One significant difference between an Ethernet network and an LTE network is evident from the picture above. In LTE the link layer is point-to-point, the two nodes on the link being the PGW and the UE. The "interface identifier" part of an IPv6 address must be unique per link. The "subnet prefix" part of an IPv6 unicast address can be used to either identify the address as having link-only scope i.e. a link-local address, or, global scope i.e. a global unicast address.

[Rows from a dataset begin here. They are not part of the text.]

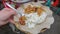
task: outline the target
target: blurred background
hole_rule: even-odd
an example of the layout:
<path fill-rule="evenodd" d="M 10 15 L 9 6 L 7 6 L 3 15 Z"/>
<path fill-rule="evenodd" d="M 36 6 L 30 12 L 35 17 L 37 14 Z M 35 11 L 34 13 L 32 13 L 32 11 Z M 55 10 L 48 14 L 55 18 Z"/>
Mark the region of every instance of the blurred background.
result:
<path fill-rule="evenodd" d="M 0 0 L 0 10 L 3 10 L 4 8 L 2 1 L 3 0 Z M 36 2 L 37 0 L 34 1 Z M 51 25 L 51 28 L 40 34 L 60 34 L 60 0 L 40 0 L 40 1 L 45 1 L 45 3 L 42 3 L 42 5 L 50 7 L 50 9 L 54 13 L 53 17 L 55 19 L 55 22 Z M 17 31 L 19 30 L 17 29 Z M 22 31 L 19 32 L 20 33 L 13 32 L 11 27 L 9 26 L 9 23 L 0 27 L 0 34 L 25 34 Z"/>

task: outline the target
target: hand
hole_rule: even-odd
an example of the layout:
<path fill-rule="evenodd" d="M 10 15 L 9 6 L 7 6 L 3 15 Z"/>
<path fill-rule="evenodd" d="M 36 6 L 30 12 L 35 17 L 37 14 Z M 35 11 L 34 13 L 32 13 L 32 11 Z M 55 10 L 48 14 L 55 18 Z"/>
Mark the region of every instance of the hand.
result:
<path fill-rule="evenodd" d="M 1 10 L 0 11 L 0 26 L 5 25 L 8 22 L 14 23 L 14 21 L 10 19 L 10 17 L 15 14 L 16 13 L 12 9 L 9 9 L 9 8 L 4 8 L 3 10 Z"/>

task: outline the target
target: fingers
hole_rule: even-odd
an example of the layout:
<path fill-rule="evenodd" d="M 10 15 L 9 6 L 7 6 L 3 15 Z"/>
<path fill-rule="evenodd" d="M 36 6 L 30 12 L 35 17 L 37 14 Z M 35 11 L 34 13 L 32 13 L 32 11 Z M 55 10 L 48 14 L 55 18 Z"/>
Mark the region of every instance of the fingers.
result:
<path fill-rule="evenodd" d="M 15 24 L 15 21 L 12 20 L 12 19 L 9 19 L 9 22 L 12 23 L 12 24 Z"/>
<path fill-rule="evenodd" d="M 4 8 L 1 12 L 0 12 L 0 20 L 6 20 L 8 19 L 10 16 L 15 15 L 16 12 L 12 9 L 9 8 Z"/>
<path fill-rule="evenodd" d="M 7 12 L 9 14 L 16 14 L 16 12 L 14 10 L 9 9 L 9 8 L 4 8 L 2 11 L 5 12 L 5 13 Z"/>
<path fill-rule="evenodd" d="M 0 26 L 7 24 L 8 21 L 0 21 Z"/>

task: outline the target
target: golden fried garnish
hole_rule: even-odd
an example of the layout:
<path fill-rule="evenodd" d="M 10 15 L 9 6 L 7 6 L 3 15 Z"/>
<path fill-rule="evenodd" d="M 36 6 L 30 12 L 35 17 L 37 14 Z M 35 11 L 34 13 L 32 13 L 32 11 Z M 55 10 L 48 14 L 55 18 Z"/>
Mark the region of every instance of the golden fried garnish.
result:
<path fill-rule="evenodd" d="M 36 7 L 32 7 L 31 5 L 28 5 L 28 7 L 25 9 L 25 13 L 30 14 L 35 12 Z"/>
<path fill-rule="evenodd" d="M 32 7 L 32 11 L 36 12 L 37 7 Z"/>
<path fill-rule="evenodd" d="M 32 10 L 31 5 L 28 5 L 27 8 L 25 8 L 25 13 L 30 14 Z"/>
<path fill-rule="evenodd" d="M 39 16 L 43 11 L 44 9 L 42 9 L 42 7 L 36 7 L 36 6 L 32 7 L 31 5 L 28 5 L 28 7 L 25 9 L 25 13 L 30 14 L 30 13 L 37 12 Z"/>
<path fill-rule="evenodd" d="M 40 8 L 37 8 L 37 14 L 40 16 L 41 13 L 43 12 L 44 10 L 40 7 Z"/>
<path fill-rule="evenodd" d="M 25 16 L 22 16 L 19 18 L 19 22 L 21 25 L 25 25 L 25 20 L 26 20 L 26 17 Z"/>

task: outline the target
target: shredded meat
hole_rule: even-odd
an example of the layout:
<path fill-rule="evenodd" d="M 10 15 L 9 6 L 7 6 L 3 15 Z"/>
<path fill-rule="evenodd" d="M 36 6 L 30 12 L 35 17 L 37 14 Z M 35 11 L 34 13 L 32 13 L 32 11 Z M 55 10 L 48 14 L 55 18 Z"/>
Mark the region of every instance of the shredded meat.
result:
<path fill-rule="evenodd" d="M 29 5 L 29 6 L 27 6 L 27 8 L 25 9 L 25 13 L 27 13 L 27 14 L 30 14 L 32 11 L 32 7 L 31 7 L 31 5 Z"/>
<path fill-rule="evenodd" d="M 26 17 L 25 16 L 22 16 L 19 18 L 19 22 L 21 25 L 25 25 L 25 20 L 26 20 Z"/>
<path fill-rule="evenodd" d="M 37 14 L 40 16 L 44 10 L 40 7 L 37 8 Z"/>
<path fill-rule="evenodd" d="M 31 5 L 28 5 L 28 7 L 25 9 L 25 13 L 30 14 L 33 12 L 37 12 L 37 14 L 40 16 L 44 9 L 42 7 L 32 7 Z"/>
<path fill-rule="evenodd" d="M 25 8 L 25 13 L 30 14 L 36 11 L 36 7 L 32 7 L 31 5 L 28 5 L 27 8 Z"/>

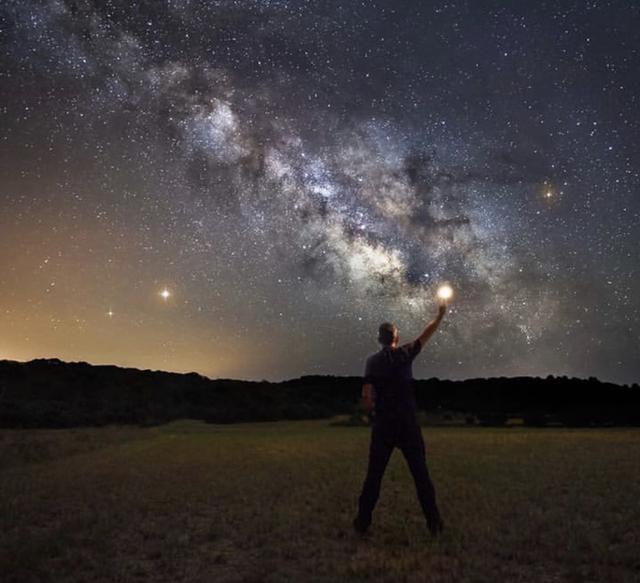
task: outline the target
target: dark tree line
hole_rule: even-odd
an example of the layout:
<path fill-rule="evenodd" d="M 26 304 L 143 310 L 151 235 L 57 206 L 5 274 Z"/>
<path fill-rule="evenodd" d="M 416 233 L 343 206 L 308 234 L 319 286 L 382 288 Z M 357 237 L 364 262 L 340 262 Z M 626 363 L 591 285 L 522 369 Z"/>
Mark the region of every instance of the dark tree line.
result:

IPv6 allows a node to automatically configure itself with an IP address. Every node will have a link-local address having link-only scope. The subnet prefix is the same for all link-local addresses, FE80::/10, and is specified in the IETF standard RFC4291. In an Ethernet network a node can configure its own link-local address by combining the link-local prefix with an interface identifier derived from its Ethernet address. It can use the linklocal address to communicate with all the other nodes on the same link. However, since there is a possibility that another node on the same link may have the same interface identifier and hence the same link-local IPv6

address, a procedure known as duplicate address detection (DAD) must be performed. In the LTE network, DAD is an undesirable complication and so to avoid having to perform it a link-local address is formed using an interface identifier sent to the UE by the PGW. The PGW will ensure it's unique and in any case the only other node on the link is the PGW itself. So, the link-local address in LTE is not very interesting or useful, but it's necessary in order to comply with the internet standards. The more important IPv6 address for LTE is the global unicast address. This has unlimited scope and is similar to an IPv4 public address. Again there are two parts to the address, a subnet prefix which is now a globally unique prefix and an interface ID. In the example Ethernet network shown above, the subnet prefix can be shared by the four PCs each of which will need to generate a unique interface ID on the link /subnet in order to form a 128 bit globally unique unicast address. In LTE, however, the PDN GW allocates to each individual UE a globally unique subnet prefix. The interface identifier, which is always 64 bits in LTE is created by the UE. It may use the same interface ID that the PGW sent during the Attach procedure but there is no obligation to use this one. In fact as a privacy feature the UE may change the interface ID at any time during the life of the connection without involving the network. The UE forms a 128 bit globally unique unicast address by combining the global subnet prefix and an interface ID. Since the subnet prefix is allocated to only one UE any interface ID it uses will suffice to ensure the global uniqueness of the full 128 bit address. In addition, there is no need for the UE to perform DAD. Below is a simplified message sequence showing how and when the two types of IPv6 addresses are configured in the UE. The link-local address is configured during the Attach procedure (or PDN Connectivity Request procedure). The global unicast address is auto configured with the help of ICMP messaging between the PGW and the UE.

To summarize, IPv6 address configuration in LTE includes generating a link-local address and then generating a global address via stateless address autoconfiguration. The duplicate address detection procedure to verify the uniqueness of these addresses is not necessary in LTE.